Designing the Reproducibility Program for NeurIPS 2020

--

Joelle Pineau, McGill & FAIR

Koustuv Sinha, McGill & FAIR

Reproducibility Chairs, Organizing Committee NeurIPS 2020

In 2019, the Neural Information Processing Systems (NeurIPS) conference launched its first ever Reproducibility Program, to support high quality writing and exchange of research results across the machine-learning community. Having learned from this first experience, we’re returning as Reproducibility Chairs for NeurIPS 2020. We’re excited to share what we learned from last year, and describe what we have in store for this year.

Code submission policy

The NeurIPS 2019 code-submission policy encouraged all accepted papers to be accompanied by the necessary software and data artifacts to reproduce the results. It is worth noting that code submission was not mandatory, and the code was not expected to be used during the review process to decide on the soundness of the work. The guidance was “expect[ed] (…) only for accepted papers, and only by the camera-ready deadline”. Given this flexibility, about 40% of authors reported that they had provided a link to code at the submission stage, and 75% of accepted papers were accompanied by a link to code at their final submission. These numbers compared quite favorably to the roughly 50% of accepted papers at NeurIPS 2018 that included a link to code — -an impressive increase in just one year!

For 2020, authors are strongly encouraged (though it is still not yet mandatory) to upload their code as part of the supplementary material at submission time, to help reviewers assess the quality of the work. Furthermore, we are now providing guidelines and templates for code submission. These were prepared by our friends at Papers with Code, after their careful analysis of the impact (as measured by github stars) of different components of submitted repositories. Their analysis is described in further detail here. We highly recommend the analysis to anyone planning to submit a NeurIPS 2020 paper that includes empirical results.

These changes were shaped by feedback from 2019 reviewers. After each review, reviewers were asked whether they looked at the code: 13% said yes (21% said no, the rest said it did not apply, perhaps in many cases because code was not available at that time). Furthermore, in the cases where code was not provided, when asked whether they wished it had been available — 21% of respondents said yes (36% said no; 43% said it did not apply).

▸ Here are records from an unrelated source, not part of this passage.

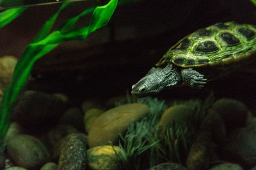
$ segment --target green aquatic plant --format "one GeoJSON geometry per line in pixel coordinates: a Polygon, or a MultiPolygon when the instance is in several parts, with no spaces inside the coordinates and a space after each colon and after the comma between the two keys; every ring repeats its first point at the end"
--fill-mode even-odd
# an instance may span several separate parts
{"type": "MultiPolygon", "coordinates": [[[[10,126],[13,104],[22,92],[35,62],[60,43],[69,40],[83,41],[90,33],[104,26],[110,20],[116,8],[117,3],[118,0],[110,0],[106,5],[86,9],[78,15],[68,20],[56,31],[49,33],[60,13],[72,4],[65,3],[45,23],[20,57],[15,68],[12,80],[4,92],[0,108],[1,143],[3,143],[10,126]],[[74,27],[76,23],[81,17],[92,13],[91,20],[88,26],[74,27]]],[[[18,11],[21,13],[22,10],[18,11]]],[[[0,18],[0,21],[1,20],[3,19],[0,18]]]]}
{"type": "MultiPolygon", "coordinates": [[[[118,166],[120,169],[146,169],[150,161],[150,157],[148,157],[150,148],[159,142],[153,132],[167,106],[164,101],[150,97],[136,99],[127,94],[127,103],[141,103],[148,105],[150,113],[141,120],[132,124],[124,136],[120,134],[119,147],[121,150],[116,154],[118,166]]],[[[117,106],[123,104],[125,103],[118,103],[117,106]]]]}
{"type": "Polygon", "coordinates": [[[0,13],[0,29],[20,16],[28,8],[17,8],[0,13]]]}
{"type": "MultiPolygon", "coordinates": [[[[173,101],[172,106],[182,103],[194,111],[193,117],[183,124],[174,124],[161,129],[157,123],[167,108],[164,101],[151,97],[138,99],[127,95],[126,103],[139,102],[147,104],[150,113],[131,124],[124,136],[120,134],[121,150],[116,153],[120,169],[145,169],[166,162],[184,164],[194,134],[213,101],[212,94],[204,101],[173,101]]],[[[116,104],[119,106],[125,103],[116,104]]]]}

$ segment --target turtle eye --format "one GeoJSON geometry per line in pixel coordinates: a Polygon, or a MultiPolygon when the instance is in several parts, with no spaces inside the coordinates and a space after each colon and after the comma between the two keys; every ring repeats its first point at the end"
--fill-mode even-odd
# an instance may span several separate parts
{"type": "Polygon", "coordinates": [[[144,92],[145,90],[146,89],[145,88],[145,87],[143,87],[140,89],[140,92],[144,92]]]}

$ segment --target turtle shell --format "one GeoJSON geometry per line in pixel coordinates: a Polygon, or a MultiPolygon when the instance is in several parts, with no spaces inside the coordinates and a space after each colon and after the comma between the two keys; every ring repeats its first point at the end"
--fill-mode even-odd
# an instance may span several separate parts
{"type": "Polygon", "coordinates": [[[180,39],[156,65],[172,62],[182,67],[227,66],[250,59],[255,52],[255,25],[217,23],[180,39]]]}

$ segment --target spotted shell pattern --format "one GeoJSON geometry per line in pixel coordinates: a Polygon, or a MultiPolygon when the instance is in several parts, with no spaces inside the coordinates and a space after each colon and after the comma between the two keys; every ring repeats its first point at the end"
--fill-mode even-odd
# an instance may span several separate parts
{"type": "Polygon", "coordinates": [[[249,58],[255,52],[255,25],[217,23],[182,39],[156,65],[171,62],[182,67],[225,66],[249,58]]]}

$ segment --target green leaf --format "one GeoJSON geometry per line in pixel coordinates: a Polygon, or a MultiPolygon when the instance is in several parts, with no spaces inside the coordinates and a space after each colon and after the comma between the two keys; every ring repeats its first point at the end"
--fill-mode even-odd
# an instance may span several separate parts
{"type": "Polygon", "coordinates": [[[0,13],[0,29],[18,17],[28,8],[17,8],[8,10],[0,13]]]}
{"type": "Polygon", "coordinates": [[[19,60],[12,81],[4,93],[0,108],[0,142],[3,141],[10,125],[13,113],[13,104],[23,90],[35,62],[60,43],[68,40],[84,40],[88,34],[104,26],[110,20],[116,8],[117,2],[118,0],[111,0],[104,6],[86,10],[64,23],[58,30],[49,34],[60,11],[69,4],[64,3],[42,26],[34,40],[28,46],[19,60]],[[92,11],[93,12],[88,26],[78,29],[74,28],[76,22],[80,17],[92,11]]]}

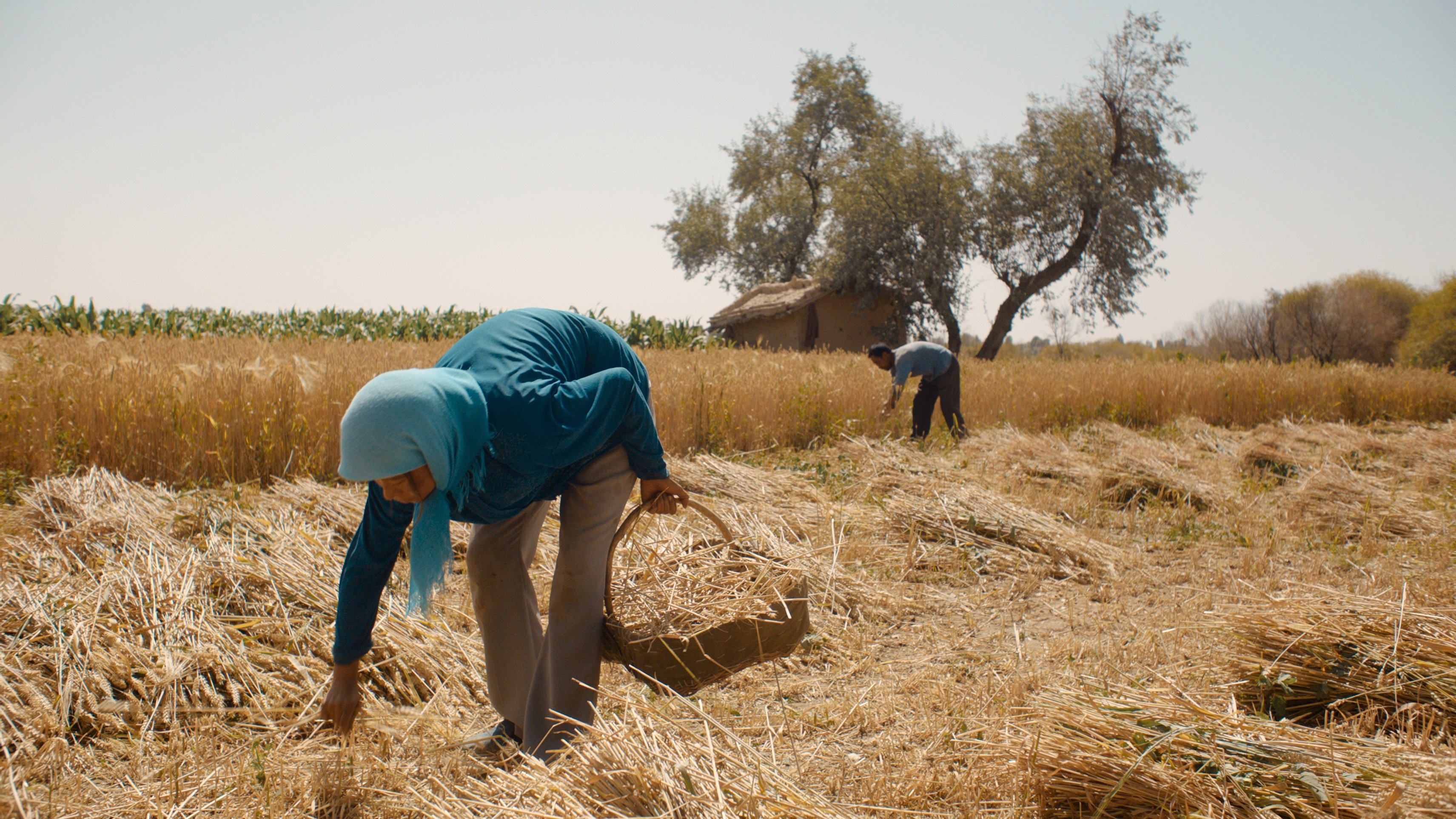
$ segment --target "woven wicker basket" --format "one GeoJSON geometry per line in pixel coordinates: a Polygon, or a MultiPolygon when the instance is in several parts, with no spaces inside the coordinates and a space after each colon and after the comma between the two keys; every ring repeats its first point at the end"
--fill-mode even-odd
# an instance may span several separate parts
{"type": "MultiPolygon", "coordinates": [[[[696,500],[687,500],[686,506],[712,521],[722,532],[722,543],[711,547],[747,551],[712,509],[696,500]]],[[[751,665],[794,653],[810,627],[808,583],[804,578],[798,579],[780,602],[772,605],[770,612],[718,623],[692,636],[638,634],[625,627],[612,611],[612,564],[617,546],[632,532],[644,508],[645,505],[638,505],[628,514],[607,551],[607,592],[603,598],[606,633],[601,642],[604,659],[620,662],[658,692],[671,688],[686,695],[751,665]]]]}

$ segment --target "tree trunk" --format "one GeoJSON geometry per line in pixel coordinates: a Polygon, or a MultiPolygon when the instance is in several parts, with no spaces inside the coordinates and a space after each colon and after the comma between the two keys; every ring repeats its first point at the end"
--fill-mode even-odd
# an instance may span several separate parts
{"type": "Polygon", "coordinates": [[[976,358],[981,361],[994,361],[996,353],[1000,352],[1000,346],[1006,342],[1006,335],[1010,333],[1010,323],[1016,319],[1016,311],[1025,304],[1025,298],[1018,298],[1016,292],[1006,297],[1002,305],[996,310],[996,320],[992,321],[992,329],[986,332],[986,340],[981,342],[981,349],[976,351],[976,358]]]}
{"type": "Polygon", "coordinates": [[[1067,246],[1067,252],[1056,262],[1038,271],[1037,275],[1022,279],[1016,287],[1010,288],[1010,292],[1006,294],[1006,301],[1002,301],[1002,305],[996,310],[996,320],[992,321],[992,329],[987,330],[986,340],[981,343],[981,349],[976,352],[976,358],[993,361],[996,353],[1000,352],[1000,345],[1006,340],[1006,333],[1010,332],[1010,324],[1016,320],[1016,313],[1021,311],[1021,307],[1031,301],[1032,295],[1057,284],[1061,276],[1067,275],[1082,260],[1082,253],[1086,252],[1088,244],[1092,241],[1092,233],[1096,231],[1096,220],[1101,211],[1095,205],[1083,209],[1082,225],[1077,228],[1076,239],[1067,246]]]}
{"type": "Polygon", "coordinates": [[[955,311],[949,304],[936,304],[935,314],[945,324],[945,349],[961,355],[961,323],[955,320],[955,311]]]}

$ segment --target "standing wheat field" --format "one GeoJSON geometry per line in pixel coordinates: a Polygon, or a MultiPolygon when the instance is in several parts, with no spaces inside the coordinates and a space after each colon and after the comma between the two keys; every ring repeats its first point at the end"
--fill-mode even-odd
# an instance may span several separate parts
{"type": "MultiPolygon", "coordinates": [[[[328,479],[338,420],[386,369],[430,367],[450,342],[0,337],[0,470],[100,466],[176,484],[328,479]]],[[[881,418],[888,380],[846,352],[644,349],[662,444],[677,454],[903,436],[881,418]]],[[[1364,365],[967,359],[973,428],[1155,428],[1179,418],[1251,428],[1280,419],[1439,422],[1456,378],[1364,365]]]]}

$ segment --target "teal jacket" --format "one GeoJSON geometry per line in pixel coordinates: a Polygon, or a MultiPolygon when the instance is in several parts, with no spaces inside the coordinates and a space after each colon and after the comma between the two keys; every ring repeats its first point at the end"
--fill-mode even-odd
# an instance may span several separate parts
{"type": "MultiPolygon", "coordinates": [[[[446,496],[453,521],[495,524],[558,498],[577,471],[617,445],[638,477],[668,476],[646,368],[601,321],[561,310],[511,310],[467,333],[435,367],[475,377],[491,419],[491,441],[464,482],[473,489],[446,496]]],[[[379,598],[414,514],[412,503],[386,500],[368,484],[364,518],[339,575],[335,663],[354,662],[373,646],[379,598]]]]}

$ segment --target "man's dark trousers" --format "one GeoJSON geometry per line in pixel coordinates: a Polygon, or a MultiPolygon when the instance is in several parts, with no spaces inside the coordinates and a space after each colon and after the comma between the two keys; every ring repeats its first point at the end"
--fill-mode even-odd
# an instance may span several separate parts
{"type": "Polygon", "coordinates": [[[965,435],[965,419],[961,416],[961,362],[955,361],[951,368],[935,378],[920,378],[920,387],[914,391],[914,401],[910,404],[910,435],[925,438],[930,434],[930,413],[935,412],[935,400],[941,399],[941,415],[945,416],[945,426],[952,435],[965,435]]]}

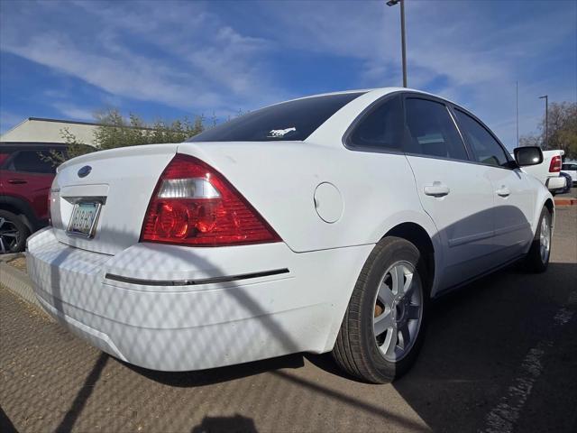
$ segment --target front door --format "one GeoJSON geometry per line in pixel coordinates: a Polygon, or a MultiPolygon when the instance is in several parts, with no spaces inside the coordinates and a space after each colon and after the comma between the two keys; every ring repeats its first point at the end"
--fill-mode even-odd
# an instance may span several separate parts
{"type": "Polygon", "coordinates": [[[475,160],[488,170],[495,199],[495,259],[502,264],[521,255],[533,239],[535,191],[488,128],[459,108],[453,112],[475,160]]]}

Perhaps most interesting, we found that the availability of code at submission (as indicated by authors) was highly positively associated with the reviewer score (p < 1e − 08).

Reproducibility Challenge

The NeurIPS 2019 Reproducibility Challenge officially started in early November 2019, right after the final paper submission deadline, so that participants could have the benefit of any code submission by authors. At that point in the review process, the authors’ identity was also known, allowing collaborative interaction between participants and authors. We used OpenReview.net to enable communication between authors and challenge participants. A total of 173 papers were claimed for reproduction. This is a 92% increase since the last Reproducibility Challenge at ICLR 2019. Participants came from 73 different institutions distributed around the world, including 63 universities and 10 industrial labs.

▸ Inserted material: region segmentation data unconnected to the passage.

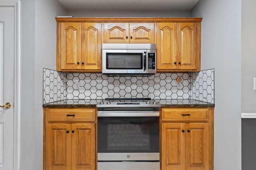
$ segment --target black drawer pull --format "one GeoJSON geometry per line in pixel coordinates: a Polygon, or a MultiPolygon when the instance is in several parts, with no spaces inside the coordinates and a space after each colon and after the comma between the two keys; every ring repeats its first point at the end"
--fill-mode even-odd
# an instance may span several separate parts
{"type": "Polygon", "coordinates": [[[75,115],[67,115],[67,116],[75,116],[75,115]]]}

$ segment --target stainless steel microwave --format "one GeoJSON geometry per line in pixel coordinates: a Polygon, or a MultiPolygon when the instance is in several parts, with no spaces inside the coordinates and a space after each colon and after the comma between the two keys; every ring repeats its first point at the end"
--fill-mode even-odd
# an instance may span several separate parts
{"type": "Polygon", "coordinates": [[[102,73],[150,76],[156,72],[156,44],[102,44],[102,73]]]}

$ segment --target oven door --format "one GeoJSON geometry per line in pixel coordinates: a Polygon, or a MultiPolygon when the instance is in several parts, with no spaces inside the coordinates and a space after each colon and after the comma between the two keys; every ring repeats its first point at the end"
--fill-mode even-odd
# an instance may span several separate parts
{"type": "Polygon", "coordinates": [[[159,117],[98,117],[98,161],[159,161],[159,117]]]}

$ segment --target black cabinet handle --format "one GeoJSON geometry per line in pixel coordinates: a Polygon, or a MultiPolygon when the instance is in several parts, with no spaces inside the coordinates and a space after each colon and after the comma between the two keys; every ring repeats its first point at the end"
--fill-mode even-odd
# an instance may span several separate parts
{"type": "Polygon", "coordinates": [[[75,115],[67,115],[67,116],[75,116],[75,115]]]}

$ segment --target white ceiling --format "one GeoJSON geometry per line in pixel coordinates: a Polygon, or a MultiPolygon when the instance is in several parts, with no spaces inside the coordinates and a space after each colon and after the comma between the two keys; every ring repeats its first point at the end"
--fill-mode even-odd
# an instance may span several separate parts
{"type": "Polygon", "coordinates": [[[67,10],[190,10],[199,0],[59,0],[67,10]]]}

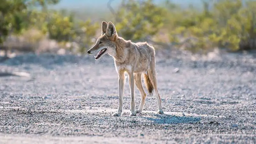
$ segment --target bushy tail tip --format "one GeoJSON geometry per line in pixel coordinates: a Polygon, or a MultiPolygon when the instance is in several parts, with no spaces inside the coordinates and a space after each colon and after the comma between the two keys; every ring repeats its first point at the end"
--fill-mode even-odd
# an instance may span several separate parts
{"type": "Polygon", "coordinates": [[[147,89],[148,90],[148,91],[149,92],[149,94],[152,95],[154,89],[152,83],[151,82],[148,75],[146,74],[144,74],[143,76],[144,82],[146,85],[147,89]]]}

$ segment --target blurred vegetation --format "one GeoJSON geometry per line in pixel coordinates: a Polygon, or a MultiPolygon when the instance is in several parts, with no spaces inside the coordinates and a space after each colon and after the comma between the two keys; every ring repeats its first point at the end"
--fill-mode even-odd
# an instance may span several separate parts
{"type": "MultiPolygon", "coordinates": [[[[67,43],[75,42],[79,46],[76,52],[84,53],[99,36],[102,20],[84,20],[77,12],[49,8],[60,0],[2,0],[0,44],[10,36],[31,43],[47,37],[70,51],[67,43]],[[31,29],[37,30],[36,34],[30,35],[31,29]]],[[[168,43],[195,52],[216,47],[232,51],[256,48],[255,1],[203,0],[201,9],[185,9],[171,2],[161,5],[152,0],[122,0],[117,9],[109,6],[109,17],[114,19],[104,20],[112,21],[120,36],[134,41],[168,43]]]]}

Once submitted, all reproducibility reports were shared openly with the community on OpenReview, and also underwent a review cycle (by reviewers of the NeurIPS conference), to select a small number of high-quality reports, which will be published in an upcoming edition of the journal ReScience. People may be looking for a simple yes/no answer to the question: Is this paper reproducible? However, there is rarely such a concise outcome to a reproducibility study. Most reports produced during the challenge offer a much more detailed and nuanced account of their efforts, including the level of fidelity to which they could reproduce the methods, results and claims of each paper. These reports provide a much richer source of knowledge for any other researcher seeking to reproduce or build on another team’s work.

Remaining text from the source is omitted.